The first influencing factor would be a significant fall in price which led investors to think that they could sell and then buy back at a lower cost in the future. The second would be a price fall so drastic that a belief that Bitcoin was going to fail would lead to investment salvage damage limitation, and the third scenario would occur if a significant run-up in price came in the next quarter which led to investors cashing in to take profits.
Liberman believes that the first and second options are very unlikely but admits that the third is a difficult one to forecast due to each individual investor having their own view of breakeven prices. Reviewing his data, Liberman said: “The 1-2 year holder group implies that you purchased between March 27th, 2017 and March 27, 2018. We actually have more granular data, and the mix of 12-18 month holders is larger than the 18-24 months.” Liberman then went on to say: “This implies that more of the 1-2 year holders purchased at a higher price point, thus their break-even is higher, and they’re less likely to sell for a small price increase.”
2-3 year holders
Perhaps unsurprisingly due to the volatile nature of crypto, 2-3 year holders actually make up a small number of overall Bitcoin owners. Liberman suggested that their behavior is colored by the fact that they have purchased Bitcoin at a significant discount to prices as they currently stand, so it would be hard to predict what might cause them to decide to sell over the coming months. However, Delphi Digital believes that this group will become easier to read in June when 1-2 year owners start to become 2-3 year holders themselves.
The 2020 halvening
The halvening might sound like something from Game of Thrones, but it’s a Bitcoin event that has been long planned and is due to happen in 2020. Why it concerns the crypto community is because at that time, the Bitcoin block mining reward will drop down from 12.5 to 6.25 bitcoins. Although it is expected that this will be the last reward halving to have a significant input on pricing values, that doesn’t detract from how it might actually affect Bitcoin next year.

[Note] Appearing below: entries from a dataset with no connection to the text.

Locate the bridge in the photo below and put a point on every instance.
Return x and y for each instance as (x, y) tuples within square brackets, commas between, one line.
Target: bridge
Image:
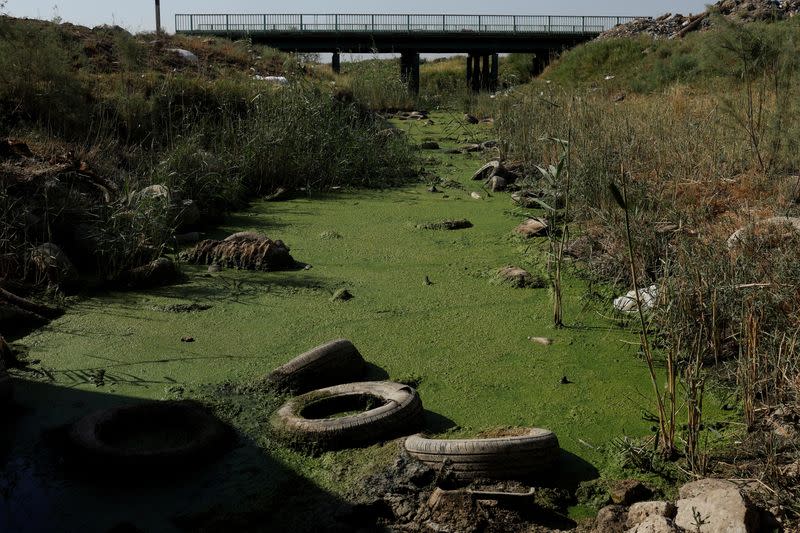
[(481, 37)]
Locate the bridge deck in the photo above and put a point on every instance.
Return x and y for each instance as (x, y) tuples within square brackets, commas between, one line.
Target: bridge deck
[(477, 25)]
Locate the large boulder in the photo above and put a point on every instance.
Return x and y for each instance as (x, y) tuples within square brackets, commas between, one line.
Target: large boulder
[(519, 278), (487, 171), (157, 273), (154, 192), (715, 506), (533, 227), (648, 297), (6, 392), (52, 264), (655, 524), (629, 491), (642, 511), (245, 250), (498, 183), (610, 519)]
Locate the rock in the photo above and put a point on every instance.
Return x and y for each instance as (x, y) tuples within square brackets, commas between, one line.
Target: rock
[(53, 264), (649, 298), (188, 238), (281, 194), (245, 250), (342, 295), (654, 524), (275, 80), (629, 491), (641, 511), (696, 488), (6, 354), (12, 149), (188, 215), (738, 236), (244, 236), (486, 171), (714, 506), (6, 391), (610, 519), (154, 192), (533, 227), (498, 184), (186, 55), (792, 471), (162, 271), (447, 225), (442, 498), (519, 278)]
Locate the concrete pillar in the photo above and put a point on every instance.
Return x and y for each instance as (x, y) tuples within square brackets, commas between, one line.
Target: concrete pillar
[(486, 74), (158, 18), (540, 61), (495, 73), (409, 70), (476, 73)]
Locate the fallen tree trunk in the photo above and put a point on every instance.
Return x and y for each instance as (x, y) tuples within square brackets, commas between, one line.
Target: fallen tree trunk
[(34, 308)]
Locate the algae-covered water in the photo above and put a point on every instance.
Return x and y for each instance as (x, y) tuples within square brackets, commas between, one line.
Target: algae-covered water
[(464, 339)]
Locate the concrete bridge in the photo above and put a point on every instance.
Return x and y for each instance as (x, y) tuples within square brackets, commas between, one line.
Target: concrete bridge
[(481, 37)]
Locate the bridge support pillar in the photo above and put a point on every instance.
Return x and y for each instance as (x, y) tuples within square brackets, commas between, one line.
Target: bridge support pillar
[(474, 68), (482, 71), (540, 62), (486, 74), (495, 73), (409, 70)]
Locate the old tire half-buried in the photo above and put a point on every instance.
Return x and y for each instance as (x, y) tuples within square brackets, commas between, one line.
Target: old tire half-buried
[(329, 364), (311, 419), (150, 436), (523, 455)]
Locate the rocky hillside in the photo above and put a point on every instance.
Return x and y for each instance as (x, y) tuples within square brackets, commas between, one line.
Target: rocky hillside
[(672, 26)]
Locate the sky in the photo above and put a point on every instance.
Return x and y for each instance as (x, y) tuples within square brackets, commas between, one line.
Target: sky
[(138, 15)]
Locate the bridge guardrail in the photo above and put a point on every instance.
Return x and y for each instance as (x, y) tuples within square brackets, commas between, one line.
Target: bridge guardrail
[(515, 24)]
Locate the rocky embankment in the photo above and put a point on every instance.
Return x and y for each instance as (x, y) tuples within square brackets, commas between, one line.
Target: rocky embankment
[(672, 26)]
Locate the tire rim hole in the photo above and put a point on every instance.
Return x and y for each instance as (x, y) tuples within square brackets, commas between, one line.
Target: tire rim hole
[(341, 406)]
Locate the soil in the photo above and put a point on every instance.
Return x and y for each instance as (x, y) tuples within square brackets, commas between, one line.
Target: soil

Last month, Delphi Digital said: “The upcoming halvening in May 2020 also functions as an intermediate catalyst for a reduction in selling pressure. For reference, prices bottomed 542 days before the halvening in 2016. As of March 15th, we’re 435 days away from the next expected halvening.” Elsewhere in its mid-March report, the company suggested that large investments from institutions coming into the market will have the effect of suppressing the volatility of crypto assets and this will result in a boost for Bitcoin as it becomes something of a ‘safe haven’ long-term hold.
In effect, the way that investors themselves choose to view crypto assets might be the determining factor as to how they might shift from being a peer-to-peer currency concept to becoming what might be termed ‘digital gold’. In this way, Bitcoin and other established digital coins could in the future be a stable and low-risk investment that actually drew in long term institutional funds and risk-averse DIY savers alike.
In the short term, Liberman doesn’t believe the general narrative will change much due to the Lightning Network, which will enable peer to peer currency use on a larger scale. “It’s functional for different people in different ways. Those that can afford to treat it as a long term SoV [Store of Value] type of investment (developing nations) are doing that. At the same time, those individuals that don’t have the ability to save are also able to use it as a potential way to mitigate foreign currency risk (temporarily), a payments processor in areas that are unbanked or censored by the nation state, and as a method of transferring wealth when attempting to relocate”, he explained.
For CFD traders who use crypto markets and assets, the ideas of lower volatility and long-term investments might not seem too appealing. However, any moves that enable a wider use of digital coins means that transaction volumes increase, and this leads the way to greater trading opportunities. Within the crypto sector itself, it is also likely that as the bigger more established coins become more widely used and trusted, there will always be room for new and innovative concepts that try to become the new disruptors and expand the paradigm even further, and that will always mean volatility plays a big part in the overall scheme of things.